Snake Oil makes market comeback

It isn’t April Fools Day, I’ve checked. So the press release this morning promoting a new cosmetic product is, presumably, genuine. It promises a ‘botox in a bottle’ treatment of the sort that I would normally dismiss as snake oil and consign immediately to the email recycle bin.

But this one is different. Because this one really is snake oil.

The phrase snake oil usually means any product that is sold on the basis of magical healing powers – powers that are, of course, unsubstantiated.
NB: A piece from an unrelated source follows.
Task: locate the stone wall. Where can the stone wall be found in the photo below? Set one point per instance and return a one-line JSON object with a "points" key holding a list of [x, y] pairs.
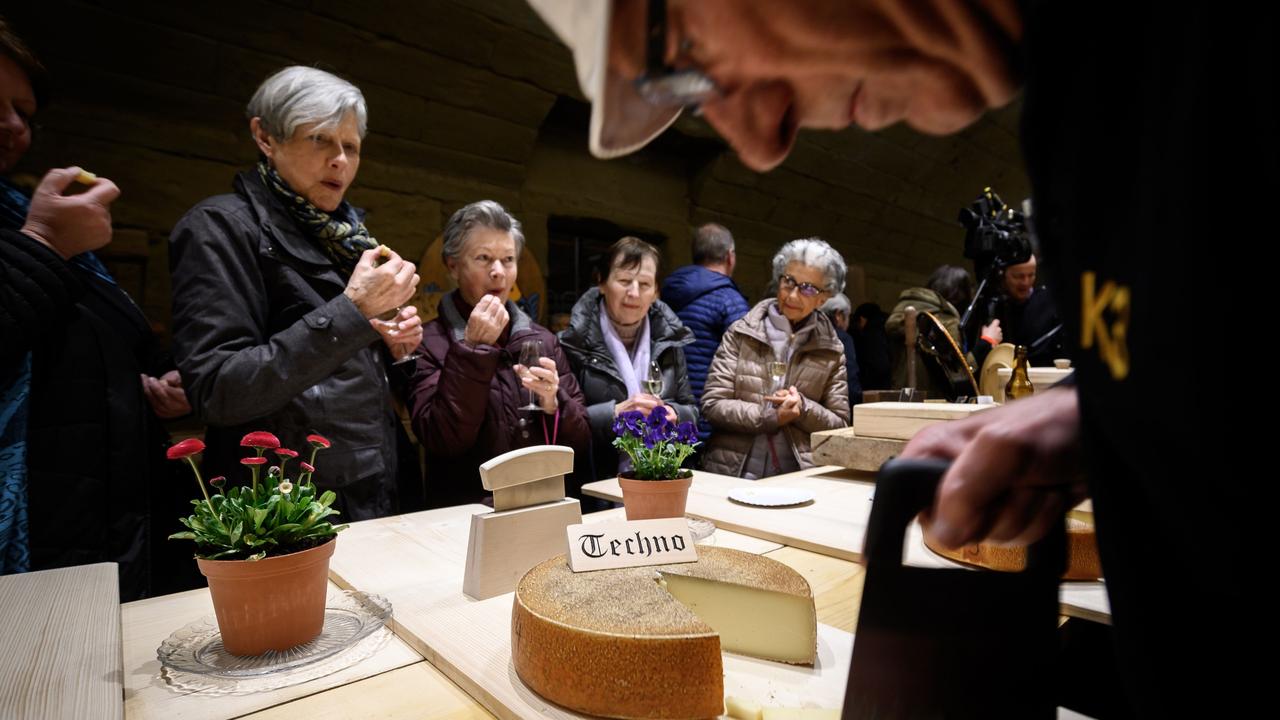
{"points": [[469, 100]]}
It comes from the days of the American Wild West, when travelling salesmen would put any old garbage in bottles and sell it to gullible consumers.

These salesmen took the phrase from a traditional Chinese medicine, but it’s safe to say they rarely if ever put any actual medicine in their products – and even if they did, their claims would be fantastically exaggerated to include the cure of almost any ailment.

For the last century or two, then, the term snake oil has meant something that carries inflated claims of efficacy but which has no effect other than to lighten the wallets of those foolish enough to buy it.

Until today, and the launch of something called Balance Active Formula, a skincare product made from snake venom. This will, we are promised, work the same way as botox but without the needles or the pain.

I could prattle on about the dubious claims made here, or the inconsistencies in the press release (does it cost £9.99 or £29.95? Is it made with snake venom or with a “snake venom-like peptide”?). But really I have only one question of the manufacturer: Have you no sense of irony?